I was a lady of high renown that lived in the North country;
I was a lady of high renown when Jamie Douglas courted me.

And when we came to Glasgow town, it was a comely sight to see,
My lord was clad in the velvet green and I myself in cramasie.
And when my eldest son was born and set upon his nurse’s knee,
I was the happiest woman born and my good lord, he loved me.

There came a man into our house and Jamie Lockhart was his name
And it was told unto my lord that I did lie in bed with him.
There came another to our house and he was no good friend to me;
He put Jamie’s shoes beneath my bed and bade my good lord come and see.

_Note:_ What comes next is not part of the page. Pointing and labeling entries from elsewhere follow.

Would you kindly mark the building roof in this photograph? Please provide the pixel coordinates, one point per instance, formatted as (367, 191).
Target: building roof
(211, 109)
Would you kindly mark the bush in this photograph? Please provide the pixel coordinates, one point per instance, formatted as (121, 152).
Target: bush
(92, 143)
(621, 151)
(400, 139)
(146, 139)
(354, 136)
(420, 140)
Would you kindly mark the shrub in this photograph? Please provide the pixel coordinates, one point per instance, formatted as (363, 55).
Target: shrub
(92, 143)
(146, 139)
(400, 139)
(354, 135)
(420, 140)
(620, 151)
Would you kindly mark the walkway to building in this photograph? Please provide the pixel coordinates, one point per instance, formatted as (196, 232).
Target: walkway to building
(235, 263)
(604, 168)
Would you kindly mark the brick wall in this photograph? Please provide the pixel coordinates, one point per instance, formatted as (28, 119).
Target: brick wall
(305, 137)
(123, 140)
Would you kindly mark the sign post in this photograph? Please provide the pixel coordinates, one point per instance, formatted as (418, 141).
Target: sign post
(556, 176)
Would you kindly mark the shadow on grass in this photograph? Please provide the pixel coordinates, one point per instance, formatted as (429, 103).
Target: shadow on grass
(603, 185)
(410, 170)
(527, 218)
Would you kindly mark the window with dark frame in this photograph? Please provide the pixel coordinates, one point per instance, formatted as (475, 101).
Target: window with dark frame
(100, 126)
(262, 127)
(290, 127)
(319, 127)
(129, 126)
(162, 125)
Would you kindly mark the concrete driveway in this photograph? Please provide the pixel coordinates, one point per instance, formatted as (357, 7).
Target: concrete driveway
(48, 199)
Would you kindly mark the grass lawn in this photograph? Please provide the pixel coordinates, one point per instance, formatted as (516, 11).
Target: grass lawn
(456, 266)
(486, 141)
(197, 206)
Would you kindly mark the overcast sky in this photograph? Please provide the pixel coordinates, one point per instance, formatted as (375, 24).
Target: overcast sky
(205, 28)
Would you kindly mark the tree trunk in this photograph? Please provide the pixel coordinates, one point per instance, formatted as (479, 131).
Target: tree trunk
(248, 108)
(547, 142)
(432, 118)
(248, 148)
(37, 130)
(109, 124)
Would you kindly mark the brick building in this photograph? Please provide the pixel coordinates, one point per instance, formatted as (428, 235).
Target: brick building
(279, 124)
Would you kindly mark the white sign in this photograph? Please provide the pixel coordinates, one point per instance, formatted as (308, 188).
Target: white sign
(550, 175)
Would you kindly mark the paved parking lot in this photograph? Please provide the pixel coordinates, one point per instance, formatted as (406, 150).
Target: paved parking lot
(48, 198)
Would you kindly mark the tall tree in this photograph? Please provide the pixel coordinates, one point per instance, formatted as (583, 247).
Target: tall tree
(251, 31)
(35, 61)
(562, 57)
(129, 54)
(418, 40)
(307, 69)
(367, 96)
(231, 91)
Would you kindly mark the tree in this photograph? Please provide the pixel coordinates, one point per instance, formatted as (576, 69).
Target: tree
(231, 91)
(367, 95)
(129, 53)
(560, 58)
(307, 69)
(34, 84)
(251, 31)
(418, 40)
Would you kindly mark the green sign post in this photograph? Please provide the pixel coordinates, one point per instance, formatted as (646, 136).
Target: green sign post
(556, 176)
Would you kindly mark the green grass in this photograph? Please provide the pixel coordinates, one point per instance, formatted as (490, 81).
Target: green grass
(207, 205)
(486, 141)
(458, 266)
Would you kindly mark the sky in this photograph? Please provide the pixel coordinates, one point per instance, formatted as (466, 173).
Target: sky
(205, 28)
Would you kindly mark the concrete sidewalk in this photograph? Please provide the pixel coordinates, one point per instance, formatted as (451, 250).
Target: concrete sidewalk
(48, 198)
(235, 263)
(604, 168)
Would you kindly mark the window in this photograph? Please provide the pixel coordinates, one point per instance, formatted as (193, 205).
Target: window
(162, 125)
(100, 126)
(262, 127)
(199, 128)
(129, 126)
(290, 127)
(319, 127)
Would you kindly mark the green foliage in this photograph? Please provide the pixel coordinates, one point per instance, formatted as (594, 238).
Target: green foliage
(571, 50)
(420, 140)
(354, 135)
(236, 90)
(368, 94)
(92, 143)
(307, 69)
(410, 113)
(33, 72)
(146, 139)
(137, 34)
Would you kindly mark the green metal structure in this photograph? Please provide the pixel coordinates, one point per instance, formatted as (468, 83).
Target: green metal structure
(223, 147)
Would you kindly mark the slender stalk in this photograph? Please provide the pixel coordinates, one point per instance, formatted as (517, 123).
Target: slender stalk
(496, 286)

Oh woe be unto thee, Blackwood, and an ill death may you die,
You were the first and the foremost man that parted my good lord and I.
And when my lord came to my room this great falsehood for to see,
He turned him round all with a scowl and not one word would he speak to me.

“Come up, come up, now Jamie Douglas, come up the stair and dine with me,
I’ll set you on a chair of gold and court you kindly on my knee.”
“When cockleshells turn silver bells and fishes fly from tree to tree,
When frost and snow turn fire to burn it’s I’ll come up and dine with thee.”

Oh woe be unto thee, Blackwood, and an ill death may you die,
You were the first and the foremost man that parted my good lord and I.
And when my father he had word my good lord had forsaken me,
He sent fifty of his brisk dragoons to fetch me home to my own country.

O had I wist when first I kissed that love should been so ill to win,
I’d locked my heart in a cage of gold and pinned it with a silver pin.
You think that I am like yourself and lie with each one that I see,
But I do swear by Heavens high, I never loved a man but thee.

‘Tis not the frost that freezes fell, nor blowing snow’s inclemency,
‘Tis not such cold that makes me cry, but my love’s heart grown cold to me.
O waly, waly, love is bonnie a little while when first it’s new,
But love grows old and waxes cold and fades away like morning dew.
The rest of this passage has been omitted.